Score: AUGUSTUS reports the posterior probabilities of exons, introns, transcripts, and genes. The reported probability of a gene is the probability that some coding sequence is in the reported range on the reported strand, regardless of the exact transcript. The posterior probabilities are estimated using a sampling algorithm.
Strand: Defined as + (forward) or - (reverse).
Phase: Indicates the base of the feature that is the first base of a codon (0, 1 or 2).
Attributes: Provide additional information about the feature.
Attr.ID: Feature identifier.
Atrr.Parent: Identifier of the parent feature.
Attr.HintSupport: Hint support percentage.
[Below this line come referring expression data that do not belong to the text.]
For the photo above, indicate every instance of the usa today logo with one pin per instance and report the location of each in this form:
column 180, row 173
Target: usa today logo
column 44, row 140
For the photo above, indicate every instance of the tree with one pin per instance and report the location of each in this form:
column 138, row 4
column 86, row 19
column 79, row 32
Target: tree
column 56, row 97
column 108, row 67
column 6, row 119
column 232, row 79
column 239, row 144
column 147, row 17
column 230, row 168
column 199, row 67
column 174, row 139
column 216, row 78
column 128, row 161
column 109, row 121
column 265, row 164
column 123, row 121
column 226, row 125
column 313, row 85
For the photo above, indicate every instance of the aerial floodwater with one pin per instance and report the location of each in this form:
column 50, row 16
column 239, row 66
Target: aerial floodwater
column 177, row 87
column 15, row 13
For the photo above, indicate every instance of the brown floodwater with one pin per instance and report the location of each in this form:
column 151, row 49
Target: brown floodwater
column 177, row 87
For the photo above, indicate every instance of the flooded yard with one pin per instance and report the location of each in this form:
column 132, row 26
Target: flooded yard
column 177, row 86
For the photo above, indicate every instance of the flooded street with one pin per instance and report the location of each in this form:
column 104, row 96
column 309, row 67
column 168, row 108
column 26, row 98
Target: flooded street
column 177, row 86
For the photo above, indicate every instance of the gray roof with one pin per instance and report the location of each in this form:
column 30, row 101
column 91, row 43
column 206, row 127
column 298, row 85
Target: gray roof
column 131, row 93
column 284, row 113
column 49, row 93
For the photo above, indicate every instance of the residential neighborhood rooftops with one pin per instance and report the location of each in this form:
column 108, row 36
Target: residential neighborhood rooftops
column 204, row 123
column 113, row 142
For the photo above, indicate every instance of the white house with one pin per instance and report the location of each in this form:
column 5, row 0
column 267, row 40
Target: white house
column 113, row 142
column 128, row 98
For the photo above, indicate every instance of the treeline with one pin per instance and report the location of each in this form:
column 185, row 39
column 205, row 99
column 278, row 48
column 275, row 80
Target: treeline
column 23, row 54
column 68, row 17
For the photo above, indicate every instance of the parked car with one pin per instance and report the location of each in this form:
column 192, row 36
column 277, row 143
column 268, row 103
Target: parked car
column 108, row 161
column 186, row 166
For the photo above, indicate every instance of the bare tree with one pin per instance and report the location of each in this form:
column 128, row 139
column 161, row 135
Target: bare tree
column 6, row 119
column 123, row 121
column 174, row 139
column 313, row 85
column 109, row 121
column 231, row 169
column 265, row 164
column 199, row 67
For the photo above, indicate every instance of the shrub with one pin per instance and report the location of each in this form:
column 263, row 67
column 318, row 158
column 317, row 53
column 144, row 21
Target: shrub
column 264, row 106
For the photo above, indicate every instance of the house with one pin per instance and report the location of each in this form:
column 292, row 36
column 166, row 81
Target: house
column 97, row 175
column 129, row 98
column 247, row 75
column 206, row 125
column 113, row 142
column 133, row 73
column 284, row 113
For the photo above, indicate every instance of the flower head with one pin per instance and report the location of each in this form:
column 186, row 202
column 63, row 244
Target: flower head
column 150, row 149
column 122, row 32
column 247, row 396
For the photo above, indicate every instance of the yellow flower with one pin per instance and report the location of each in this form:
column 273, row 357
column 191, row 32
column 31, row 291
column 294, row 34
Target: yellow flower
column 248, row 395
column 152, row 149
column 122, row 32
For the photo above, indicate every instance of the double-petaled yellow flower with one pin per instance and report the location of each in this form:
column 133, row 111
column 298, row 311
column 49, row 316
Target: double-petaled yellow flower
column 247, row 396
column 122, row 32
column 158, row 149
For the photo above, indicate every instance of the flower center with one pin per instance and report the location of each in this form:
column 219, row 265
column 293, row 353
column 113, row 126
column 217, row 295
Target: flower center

It is the percentage of the feature that has been supported by the extrinsic evidence data provided.

The "Attr.HintSupport" column is only displayed when the Prediction Using Extrinsic Evidence mode is used.

**Figure 4:** Eukaryotic Gene Finding Results

In addition to GFF and sequence projects, a result page will show a summary of the "Eukaryotic Gene Finding" results (Figure 5). This page provides information about the input data and the selected species, as well as a quick evaluation of the results obtained. If hint data was provided, an additional section is included, which summarizes the information obtained from the hint data.

**Figure 5:** Eukaryotic Gene Finding Report

Furthermore, different charts are generated for a global visualization of the results.

Length Distribution Chart

This chart shows the distribution of lengths of the predicted CDS sequences (Figure 6). Note that this distribution is computed from the sequences contained in the CDS project.

Hint Support Distribution Chart

This chart shows the distribution of hint support (%) of the predicted CDS sequences (Figure 7). It is only available for the Prediction Using Extrinsic Evidence mode.

Hint Type Distribution Chart

This chart shows the distribution of hint types that have been obtained from the extrinsic evidence data provided (Figure 8). A description of each hint type is included in the summary report. This chart is only available for the Prediction Using Extrinsic Evidence mode.